Of course, when you close a loophole intended for oligarchs, you'd better be sure not to open another, or their lawyers will spot it. One bright tax lawyer came up with the idea that if you offer to let out your property - regardless of whether you actually let out - it's technically "open to the public", in that literally anyone could pay to go and stay there. Provided, of course, they can afford whatever you are charging.

It's probably pretty reasonable to charge a fortune for your One Hyde Park flat, given the amenities, which include all your mail being X-rayed, iris recognition in the lifts, panic rooms, bomb-proof windows, a 21-metre swimming pool, a cinema, a golf simulator, a wine cellar and room service via a secret tunnel from the five-star Mandarin Oriental hotel next door.

So, you advertise your One Hyde Park flat (registered to an offshore company, of course - as 59 out of 77 flats in the building are) on Air BnB, no one volunteers to pay the huge fee you ask for, and you save yourself 140 grand in tax. Worst case scenario, you have to let out your flat to someone, but you probably don't care, because you can arrange to be skiing in Gstaad for that week anyway.

Some of the properties currently being offered on AirBnb are at eye-wateringly high prices. While there is no evidence that, for example, this £3,175 a night flat is using the loophole I've described - I can confirm from a tax lawyer for a major firm (who asked not to be named) - that offering your flat out to rent has become the standard advice being doled out to his firm's "high net worth clients".

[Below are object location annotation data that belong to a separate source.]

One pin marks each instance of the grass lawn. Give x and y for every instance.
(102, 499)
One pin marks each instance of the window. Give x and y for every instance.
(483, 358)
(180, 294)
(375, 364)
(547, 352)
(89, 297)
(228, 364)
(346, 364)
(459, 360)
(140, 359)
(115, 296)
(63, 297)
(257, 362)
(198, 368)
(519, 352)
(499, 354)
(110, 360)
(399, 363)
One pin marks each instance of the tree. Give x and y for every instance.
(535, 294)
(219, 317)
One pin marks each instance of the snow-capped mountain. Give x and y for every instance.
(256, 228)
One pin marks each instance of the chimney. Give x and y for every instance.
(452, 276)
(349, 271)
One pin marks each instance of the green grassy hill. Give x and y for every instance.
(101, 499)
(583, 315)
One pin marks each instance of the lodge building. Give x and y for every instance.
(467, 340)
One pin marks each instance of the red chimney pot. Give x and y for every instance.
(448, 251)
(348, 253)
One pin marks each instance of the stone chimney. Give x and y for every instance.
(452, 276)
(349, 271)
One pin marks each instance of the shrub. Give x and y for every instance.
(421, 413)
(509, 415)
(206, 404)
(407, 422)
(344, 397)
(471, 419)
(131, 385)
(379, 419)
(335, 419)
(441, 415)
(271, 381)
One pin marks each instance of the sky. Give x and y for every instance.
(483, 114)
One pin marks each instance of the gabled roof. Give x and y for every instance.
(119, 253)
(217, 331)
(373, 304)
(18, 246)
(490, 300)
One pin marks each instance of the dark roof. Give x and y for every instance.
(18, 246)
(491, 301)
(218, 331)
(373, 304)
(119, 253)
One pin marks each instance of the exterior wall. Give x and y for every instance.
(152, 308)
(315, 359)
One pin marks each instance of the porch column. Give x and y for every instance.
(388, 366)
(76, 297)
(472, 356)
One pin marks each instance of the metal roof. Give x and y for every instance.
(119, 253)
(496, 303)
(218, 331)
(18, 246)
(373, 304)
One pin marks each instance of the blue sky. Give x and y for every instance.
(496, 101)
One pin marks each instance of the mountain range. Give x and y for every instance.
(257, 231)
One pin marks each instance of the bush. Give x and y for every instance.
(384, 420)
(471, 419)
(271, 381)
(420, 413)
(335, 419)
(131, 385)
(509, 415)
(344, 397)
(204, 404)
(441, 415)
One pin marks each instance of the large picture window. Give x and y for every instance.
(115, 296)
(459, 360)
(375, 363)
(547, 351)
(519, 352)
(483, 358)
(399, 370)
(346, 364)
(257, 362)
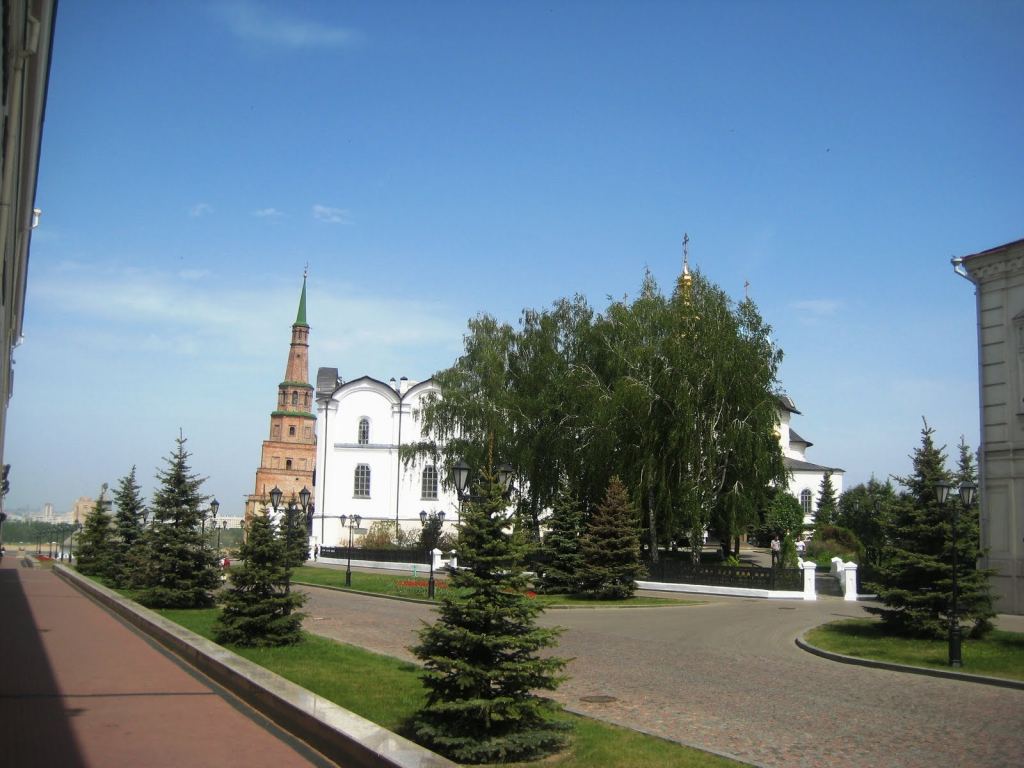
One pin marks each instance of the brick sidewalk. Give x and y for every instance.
(80, 688)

So, Air BnB will doing brisk - perfectly legal - business as every oligarch and his babushka registers. And no one who is well advised will pay the Mansion Tax-lite. And the Lib Dem plan is yet another failure. Thanks internet!

Of course, while there is some schadenfreude to be had from yet another Lib Dem flagship policy running aground on the rocks of reality, it's also a salutary lesson for policy makers on the sheer difficulty of clamping down on tax avoidance. Even if they close the "AirBnB loophole", the lawyers of the rich will find another, as long as the "open to the public" exemption still exists.

This story is a great example of how the government's attempts to clamp down on tax avoidance amount to a ridiculous game of whack-a-mole - if we want to get serious about tackling tax avoidance, what we need is root and branch reform, not tinkering at the edges. Put away the mallet, George, and pick up a bazooka.

One Hyde Park in London: many of its apartments are owned by companies in the British Virgin Islands. Photograph: Getty Images

Willard Foxton is a card-carrying Tory, and in his spare time a freelance television producer, who makes current affairs films for the BBC and Channel 4. Find him on Twitter as @WillardFoxton.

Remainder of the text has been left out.